RAGIONI IN FATTO E IN DIRITTO DELLA DECISIONE
All'udienza del 16.1.2025, svoltasi con le modalità previste dall'art. 127ter cpc, il
Consigliere Istruttore, all'esito del mancato deposito delle note scritte sostitutive dell'udienza nel termine perentorio assegnato con decreto del 23.12.2024, rinviava la causa, ex art. 127ter, comma 4, cpc, all'udienza (nuovamente in trattazione scritta) del
6.2.2025, alla quale, nonostante il regolare avviso, nessuno depositava note.
In tale udienza, pertanto, il Consigliere Istruttore riservava la causa in decisione al collegio, senza termini, per la declaratoria di estinzione del giudizio.
Il mancato deposito di note scritte anche entro il secondo termine determina l'estinzione del processo, previa cancellazione della causa dal ruolo, come prevede l'articolo 127-ter citato, applicabile a tutti i procedimenti civili pendenti alla data del
1° gennaio 2023. Tenuto conto della volontà espressa con la riforma ex d.lgs.
149/2022, nonché del principio ermeneutico ubi lex voluit dixit, ubi tacuit noluit, con riguardo al novellato art. 348 c.p.c., e attesa l'idoneità dell'estinzione a definire in rito il processo nonché a determinare il passaggio in giudicato della sentenza di primo grado (ove l'estinzione divenga definitiva), il relativo provvedimento deve assumere la forma della sentenza, che è quella che consente alla parte, ove lo ritenga necessario, l'eventuale impugnazione.
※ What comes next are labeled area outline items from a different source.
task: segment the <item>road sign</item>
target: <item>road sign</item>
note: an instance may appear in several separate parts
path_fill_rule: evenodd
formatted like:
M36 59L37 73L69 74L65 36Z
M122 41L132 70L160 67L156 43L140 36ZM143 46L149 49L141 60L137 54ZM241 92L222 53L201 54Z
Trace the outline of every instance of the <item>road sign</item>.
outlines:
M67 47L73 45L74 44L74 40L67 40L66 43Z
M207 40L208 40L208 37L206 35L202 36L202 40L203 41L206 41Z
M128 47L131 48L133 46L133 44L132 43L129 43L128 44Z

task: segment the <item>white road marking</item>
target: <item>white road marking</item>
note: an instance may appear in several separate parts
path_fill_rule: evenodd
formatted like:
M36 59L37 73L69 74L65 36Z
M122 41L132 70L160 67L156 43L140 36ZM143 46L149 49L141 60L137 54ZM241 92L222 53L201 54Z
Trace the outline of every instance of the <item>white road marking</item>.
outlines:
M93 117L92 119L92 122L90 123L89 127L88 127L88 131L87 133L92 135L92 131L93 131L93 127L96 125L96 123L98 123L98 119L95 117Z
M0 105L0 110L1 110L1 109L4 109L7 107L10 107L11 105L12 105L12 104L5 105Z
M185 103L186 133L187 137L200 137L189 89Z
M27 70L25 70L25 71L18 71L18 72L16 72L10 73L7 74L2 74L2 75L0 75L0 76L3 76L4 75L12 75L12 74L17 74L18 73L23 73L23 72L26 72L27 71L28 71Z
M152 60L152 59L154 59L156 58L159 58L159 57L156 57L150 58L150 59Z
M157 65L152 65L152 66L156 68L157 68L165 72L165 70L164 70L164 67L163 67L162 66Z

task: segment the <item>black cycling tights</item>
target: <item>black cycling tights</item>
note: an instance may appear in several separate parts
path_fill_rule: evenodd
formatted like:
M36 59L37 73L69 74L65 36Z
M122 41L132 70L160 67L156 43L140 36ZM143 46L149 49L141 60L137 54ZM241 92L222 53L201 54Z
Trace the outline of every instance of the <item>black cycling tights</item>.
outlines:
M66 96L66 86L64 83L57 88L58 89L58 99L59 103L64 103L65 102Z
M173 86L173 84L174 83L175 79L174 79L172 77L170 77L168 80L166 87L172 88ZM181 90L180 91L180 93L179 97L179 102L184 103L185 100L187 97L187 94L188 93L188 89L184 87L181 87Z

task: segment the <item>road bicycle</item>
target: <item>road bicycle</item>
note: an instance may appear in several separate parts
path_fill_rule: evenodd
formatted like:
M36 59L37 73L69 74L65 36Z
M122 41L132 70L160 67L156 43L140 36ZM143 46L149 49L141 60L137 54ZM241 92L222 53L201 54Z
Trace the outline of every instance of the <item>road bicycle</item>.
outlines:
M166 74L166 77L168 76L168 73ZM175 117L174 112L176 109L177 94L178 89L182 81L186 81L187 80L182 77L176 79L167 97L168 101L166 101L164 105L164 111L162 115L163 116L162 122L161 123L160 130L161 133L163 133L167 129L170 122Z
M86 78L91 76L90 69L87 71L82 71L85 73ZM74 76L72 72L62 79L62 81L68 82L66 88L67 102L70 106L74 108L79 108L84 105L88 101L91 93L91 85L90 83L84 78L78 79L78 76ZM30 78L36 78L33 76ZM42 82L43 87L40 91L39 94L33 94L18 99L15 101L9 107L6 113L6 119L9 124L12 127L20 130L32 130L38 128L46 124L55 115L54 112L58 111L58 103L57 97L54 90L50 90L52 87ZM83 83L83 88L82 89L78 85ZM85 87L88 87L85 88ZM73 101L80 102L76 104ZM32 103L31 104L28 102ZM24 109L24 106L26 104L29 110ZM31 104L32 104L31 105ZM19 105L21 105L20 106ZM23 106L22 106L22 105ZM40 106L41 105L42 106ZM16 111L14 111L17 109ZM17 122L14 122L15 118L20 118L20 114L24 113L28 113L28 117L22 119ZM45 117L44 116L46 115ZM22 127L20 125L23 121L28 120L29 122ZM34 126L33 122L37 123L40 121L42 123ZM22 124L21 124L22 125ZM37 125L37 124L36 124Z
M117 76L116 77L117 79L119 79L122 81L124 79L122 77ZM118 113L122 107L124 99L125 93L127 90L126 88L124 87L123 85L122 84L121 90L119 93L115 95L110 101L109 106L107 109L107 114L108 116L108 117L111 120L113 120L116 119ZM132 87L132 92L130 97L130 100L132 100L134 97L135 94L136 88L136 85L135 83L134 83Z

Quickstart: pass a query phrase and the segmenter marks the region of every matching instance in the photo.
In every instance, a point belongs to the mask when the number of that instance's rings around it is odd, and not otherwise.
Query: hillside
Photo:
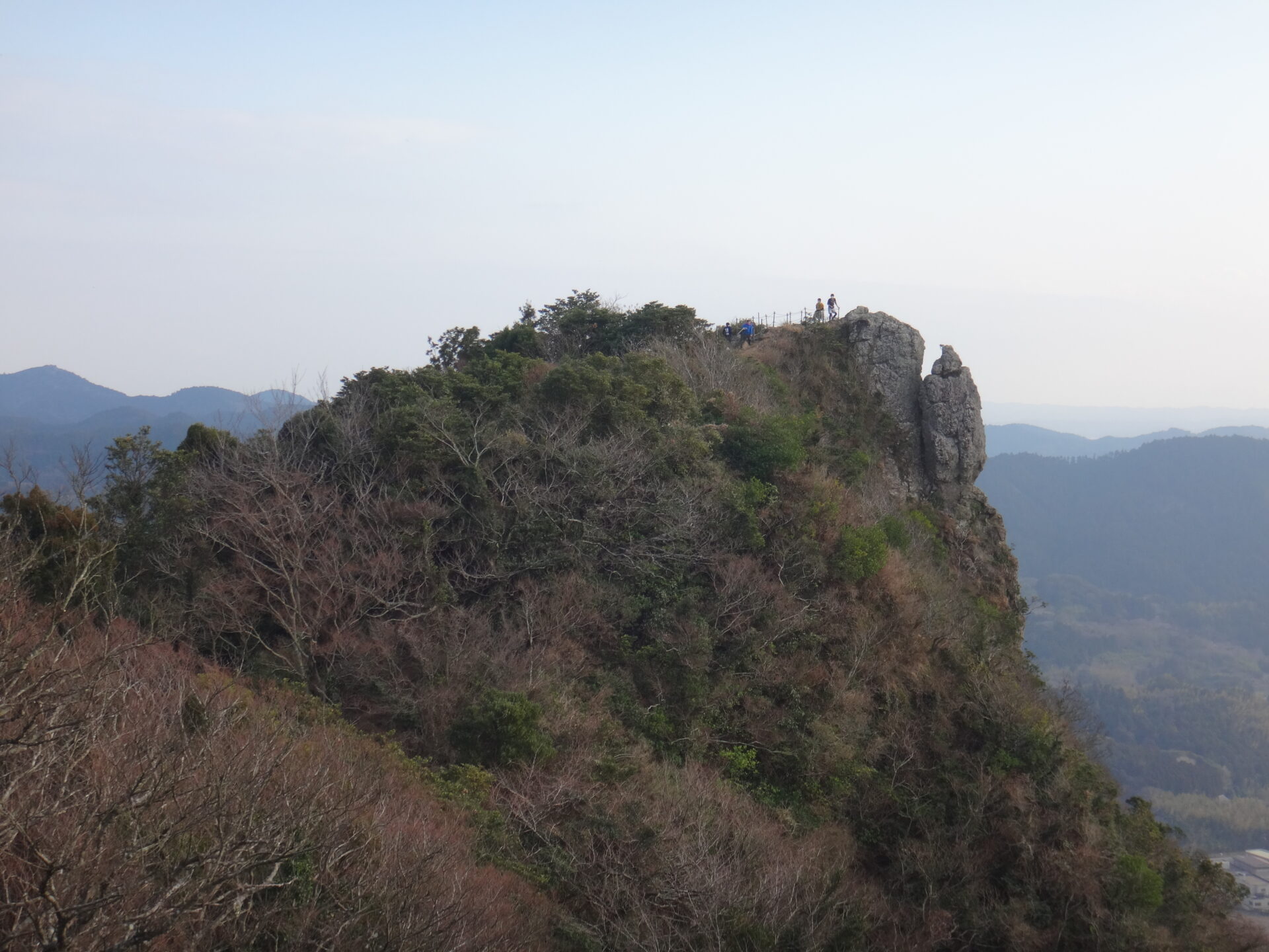
[[[122,439],[88,512],[8,498],[0,920],[30,948],[1255,948],[1036,677],[977,388],[950,348],[923,369],[867,308],[736,349],[575,292],[272,435]]]
[[[1269,843],[1269,443],[1000,456],[980,485],[1034,595],[1028,646],[1080,684],[1124,786],[1198,845]]]

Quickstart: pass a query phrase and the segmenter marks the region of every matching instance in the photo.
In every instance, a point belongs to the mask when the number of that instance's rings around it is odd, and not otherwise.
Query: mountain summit
[[[8,498],[0,697],[88,687],[8,754],[0,922],[90,905],[84,948],[1253,948],[1232,877],[1119,802],[1024,654],[978,392],[924,349],[867,308],[733,347],[574,292],[275,434],[131,440],[90,513]]]

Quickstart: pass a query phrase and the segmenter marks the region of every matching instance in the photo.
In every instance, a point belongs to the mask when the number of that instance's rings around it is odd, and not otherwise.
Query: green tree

Questa conclusione, secondo una prima lettura, va confermata anche a seguito dell'entrata in vigore del d. lgs. 31 ottobre
2024, n. 164, che ha aggiunto i commi 5 e 6 all'articolo 350 c.p.c. (sui modi e le forme della dichiarazione di estinzione del processo), considerato che le disposizioni del predetto decreto legislativo si applicano (ai sensi dell'articolo 7, comma 1) ai
“procedimenti” introdotti successivamente al 28 febbraio 2023: si tratta, infatti, di disposizione intertemporale diversa da quella contenuta nella cd. “riforma Cartabia”, con la quale, invece, si è stabilita l'applicazione delle norme dei capi I e II del titolo
III, nonché degli articoli 283, 434, 436-bis, 437 e 438 c.p.c. - per come modificati - anche alle “impugnazioni” proposte successivamente al 28 febbraio 2023 (cfr. art. 35, comma 4, D.lgs. 10 ottobre 2022, n. 149). La novità legislativa introdotta con il
2 correttivo trova, dunque, applicazione per i soli procedimenti iniziati in primo grado a partire dal 28 febbraio 2023.
In conclusione, verificata la regolare comunicazione dei provvedimenti del 23.12.2024
e del 17 gennaio 2025 (coi quali è stata prima disposta la trattazione scritta in sostituzione dell'udienza e, poi, assegnato il nuovo termine ai sensi dell'articolo 127- ter, quarto comma, c.p.c.), va ordinata la cancellazione della causa dal ruolo e dichiarata l'estinzione del processo, restando le relative spese a carico delle parti che le hanno anticipate (così come previsto dall'art. 310 c.p.c.).
P. Q. M.
La Corte d'Appello di Napoli, VI sezione civile, così provvede:
1. ordina la cancellazione della causa dal ruolo e dichiara l'estinzione del giudizio;
2. dispone che le spese del presente grado di giudizio restino a carico delle parti che le hanno anticipate.
Così deciso in Napoli nella Camera di Consiglio del 13 febbraio 2025.